Shalmali Kholgade and Farhan Shaikh

Pranavi Chekuri and Teja Chekuri
Pranavi Chekuri and Teja Chekuri

IN EASE OF BEING TOGETHER

After many years of marriage, our relationship has evolved into something quieter, deeper, and far more comforting. We don’t celebrate Valentine’s Day with elaborate plans or grand gestures anymore and that, in many ways, is the celebration. For us, love now lives in the ease of being together, in shared silences, familiar routines, and choosing each other every day without performance or pressure. Valentine’s Day is usually simple: a favourite meal cooked at home, a film we both enjoy, and uninterrupted time together. No reservations, crowds or expectations... just presence. In a world that constantly asks us to be switched on, this day becomes an intentional pause. It’s about slowing down, laughing at old memories, talking about everything and nothing, and enjoying the comfort of a relationship that doesn’t need to prove itself. As entrepreneurs, our lives are often demanding, but love, we’ve learned, doesn’t need embellishment. It needs care, attention, and space to breathe.

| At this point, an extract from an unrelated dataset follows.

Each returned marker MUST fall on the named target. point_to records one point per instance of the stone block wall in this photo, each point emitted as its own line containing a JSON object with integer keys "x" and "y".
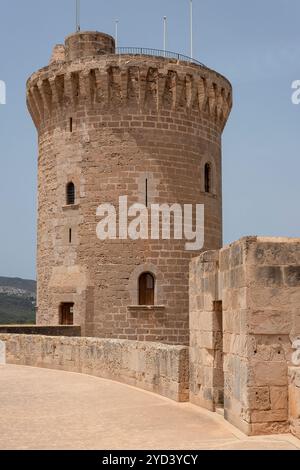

We choose to celebrate Valentine’s Day not for the world, but for ourselves by honouring how far we’ve come and how naturally love fits into our everyday life now.

Pranavi Chekuri and Teja Chekuri

Richa Sharma and Priyadarshi Pulikonda
Richa Sharma and Priyadarshi Pulikonda

LOVE, 14 YEARS LATER

It’s been 14 years, so Valentine’s Day has also evolved with our love and undeniably our age! We are not very particular about any certain ritual. All we do is to spend time with each other, do things that we like and enjoy. We let the day flow. And when it comes to expressing love, it happens in many ways: from writing letters to each other, leaving small hand-written notes, exploring the world together, taking care of each other, to remembering and of course respecting each other’s wishes.

Richa Sharma and Priyadarshi Pulikonda

Neeti Mohan and Nihaar Pandya
Neeti Mohan and Nihaar Pandya

IN THE LITTLE MOMENTS

Valentine’s Day is special because our wedding anniversary is on February 15. It’s a time to reminisce about our wedding memories. This year, since it’s also Shivratri, we’re doing a small puja. Every year we try to do something different. Marriage and having a child changes everything. Now, even simple moments — like chatting after our child sleeps — feels special. Just being together, laughing and listening to each other matters the most. We always try to do something different. Last year I was at the Kumbh, another year we travelled. Sometimes it’s just spending quiet time together. I’ve found an amazing friend in Nihaar, and that makes everything special. Small gestures and quality time mean everything to us. Even a 10-minute coffee together feels special. Sometimes we skip the gym just to have breakfast together; it’s about making time, however small.